Chapter Six takes what was said in chapter 5 and now it says
that this is how you are able to assess the students and their abilities within
the classroom. They suggest that this step be taken before you assign things to
students. That you must understand their abilities prior to picking what they
should be writing and writing. I think that this is a hard thing to ask of
teachers. To find a quick and easy way to know what they students are capable
of. I think that previous information and understanding is important but with
our education system students are pushed through with so many different
teachers, writing styles and previous exposure that for me to assume that all
of my 11th graders read Romeo and Juliet in the 9th grade
and Macbeth in the 10th grade so I can make references to those
plays is a fallacy and it will harm my students because my assumption makes
them feel like they are already behind because they don’t know something.
While I do
not completely agree with everything that is being said, any book that takes 20
pages to go over how standardized testing has its flaws and how they can be
political, situations, racial, or just plain poorly written is in my good
graces. Instead the authors want to focus on more than standardized testing,
they want to gauge student abilities in reading writing which is good but from
there they want the teachers to also find gauge the abilities of the students
in their subject and also the interest the have in the subject. I love this
part of the book; they want to make sure that students want to be in the class,
that they are able to be in the class. If I know what types of things my
students like to read about I can bring in books about them. With the craze for
werewolves and vampires I can work with that. Students who want to talk about
the oppression of a people I can work with. My students are huge into super
heroes I can cater an entire unit on the idea of a hero and what makes a hero.

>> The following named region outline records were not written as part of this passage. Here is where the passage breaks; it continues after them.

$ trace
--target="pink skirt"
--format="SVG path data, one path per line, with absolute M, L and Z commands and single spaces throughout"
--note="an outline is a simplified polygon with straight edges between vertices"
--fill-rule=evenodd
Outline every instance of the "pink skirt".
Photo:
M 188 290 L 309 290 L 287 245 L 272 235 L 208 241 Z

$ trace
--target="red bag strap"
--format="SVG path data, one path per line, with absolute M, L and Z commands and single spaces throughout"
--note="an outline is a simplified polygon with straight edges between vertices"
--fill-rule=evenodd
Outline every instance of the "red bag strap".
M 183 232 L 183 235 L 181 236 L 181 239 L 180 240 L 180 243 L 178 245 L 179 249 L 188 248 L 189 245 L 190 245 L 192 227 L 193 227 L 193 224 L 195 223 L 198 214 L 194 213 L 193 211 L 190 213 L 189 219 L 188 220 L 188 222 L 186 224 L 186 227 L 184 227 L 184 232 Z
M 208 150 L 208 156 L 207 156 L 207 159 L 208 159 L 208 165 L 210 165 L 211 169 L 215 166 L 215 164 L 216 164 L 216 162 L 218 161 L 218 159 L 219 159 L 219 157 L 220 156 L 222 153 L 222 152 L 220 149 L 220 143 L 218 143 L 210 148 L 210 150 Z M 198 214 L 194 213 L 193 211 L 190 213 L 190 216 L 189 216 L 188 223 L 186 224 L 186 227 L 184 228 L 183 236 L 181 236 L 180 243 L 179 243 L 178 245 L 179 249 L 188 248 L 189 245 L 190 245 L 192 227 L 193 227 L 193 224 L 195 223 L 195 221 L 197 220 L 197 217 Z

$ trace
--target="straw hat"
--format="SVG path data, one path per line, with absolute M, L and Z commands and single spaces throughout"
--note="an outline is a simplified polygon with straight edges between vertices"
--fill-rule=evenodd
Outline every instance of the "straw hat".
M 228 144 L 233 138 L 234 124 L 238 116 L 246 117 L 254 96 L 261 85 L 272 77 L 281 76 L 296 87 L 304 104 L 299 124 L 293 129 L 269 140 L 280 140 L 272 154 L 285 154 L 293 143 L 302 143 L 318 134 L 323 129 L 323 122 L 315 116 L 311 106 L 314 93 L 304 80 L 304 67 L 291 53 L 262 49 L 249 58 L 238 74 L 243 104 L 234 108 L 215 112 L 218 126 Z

Bring in traditional ideas of heroes with traditional books of what a hero is.
I can talk about "the Odyssey" or the "Iliad" and juxtapose that with the "Don
Quixote" and other anti heroes we can even watch the movie "Birdman" and talk
about how the world sees heroes and how they see themselves. I can create a
multi-genre project based just on how happy heroes make my kids. If my students
want to talk about skin walkers we can talk about the lore of the tribes her
and do a compare and contrast piece on the lore of different indigenous people
from around the world. Talk about the similarities and differences. Read books
that cover things like that.
The authors
mention a few ways to gain this information from informal questions, to
surveys, to reading assignments, and grades. They also point out that this is
something that needs to be going on CONSTANTLY, that as teachers, we should be
finding out what our students abilities wants and needs are so that we can
adjust to them and make them work for us. I really liked this chapter and am
excited to use some of these methods in my own classroom approach.